El Niño 2026 : Les satellites de l’ESA confirment le retour du phénomène
Le phénomène climatique El Niño a officiellement débuté dans l’océan Pacifique. Des satellites de l’Agence Spatiale Européenne (ESA) ont détecté une augmentation significative des températures de la surface de l’océan. Le 15 juin 2026, l’ESA a publié des images satellites révélant « une forte hausse des températures de surface de la mer dans l’océan Pacifique tropical », selon un communiqué de l’agence.
Les prévisions concernant le retour d’El Niño se sont ainsi confirmées. Ce phénomène naturel, aux effets globaux, se caractérise par des températures de la surface de la mer plus élevées que la normale. El Niño est une phase de l’ENSO, l’oscillation australe, tandis que La Niña représente la phase de refroidissement.
Les premiers signes de l’anomalie de température
D’après l’ESA, « un épisode El Niño commence souvent de manière imperceptible, avec l’apparition d’eaux de surface anormalement chaudes dans l’océan Pacifique tropical — des conditions que l’on observe actuellement ». Les premiers signes de cette anomalie de température ont été observés entre le 1er et le 7 juin 2026, comparés à la moyenne de 1991-2020 pour la même période.
L’évolution de ces températures est suivie grâce à des ballons-sondes et des satellites, comme les Sentinel-3, qui ment directement la température à la surface de l’eau.

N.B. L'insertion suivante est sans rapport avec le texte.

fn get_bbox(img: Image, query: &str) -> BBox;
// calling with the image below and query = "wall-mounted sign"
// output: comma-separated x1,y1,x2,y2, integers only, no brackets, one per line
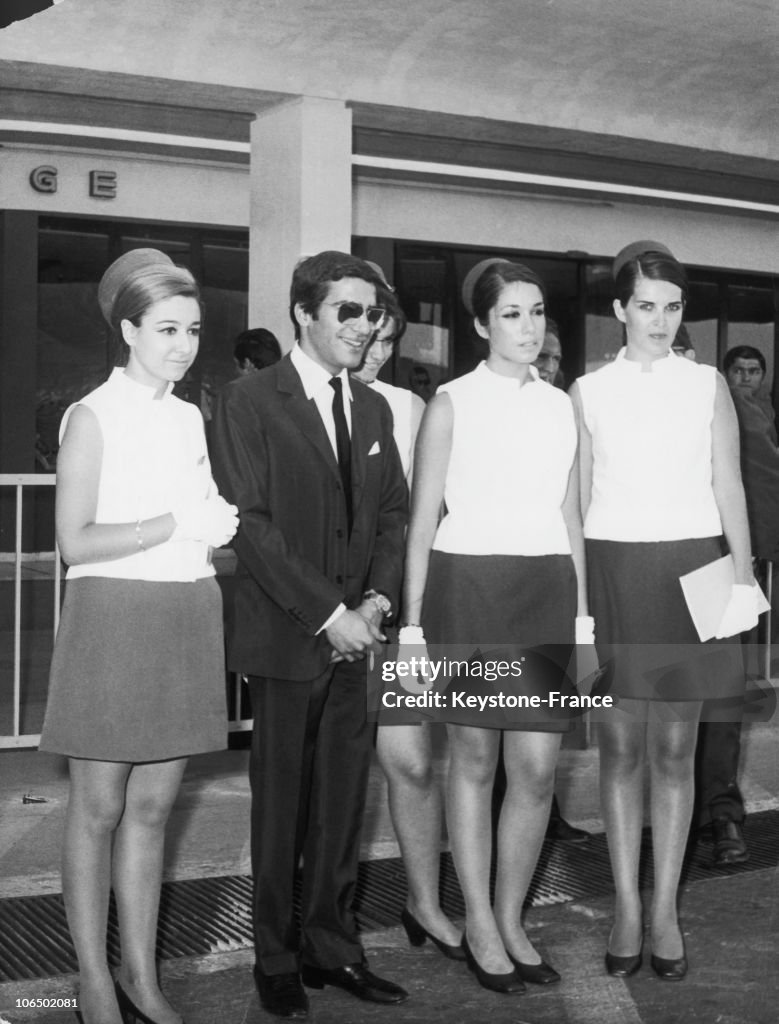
30,164,119,199
89,171,118,199
30,164,56,193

Des modèles informatiques aident également à prévoir les saisons à venir, le phénomène atteignant généralement son pic en fin d’année.
El Niño impacte-t-il directement la France ?

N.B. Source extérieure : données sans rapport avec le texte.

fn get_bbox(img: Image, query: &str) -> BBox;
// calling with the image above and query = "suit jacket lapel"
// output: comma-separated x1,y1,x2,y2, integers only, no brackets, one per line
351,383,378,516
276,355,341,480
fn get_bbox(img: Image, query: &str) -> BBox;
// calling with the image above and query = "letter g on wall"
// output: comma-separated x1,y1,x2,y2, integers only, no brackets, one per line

En France, il n’est pas attendu d’influence directe d’El Niño. Lorsqu’il est intense, ses impacts peuvent se propager au-delà des tropiques, mais, selon Météo-France, ces effets restent souvent moins significatifs que ceux liés au changement climatique. En d’autres termes, El Niño ne sera pas responsable de tous les événements météorologiques en France dans les mois à venir.
Cependant, un épisode intense d’El Niño pourrait indirectement accroître le risque d’événements météorologiques extrêmes sur la planète. À long terme, la situation a tendance à s’inverser pour laisser place à La Niña, chaque cycle ayant sa propre dynamique.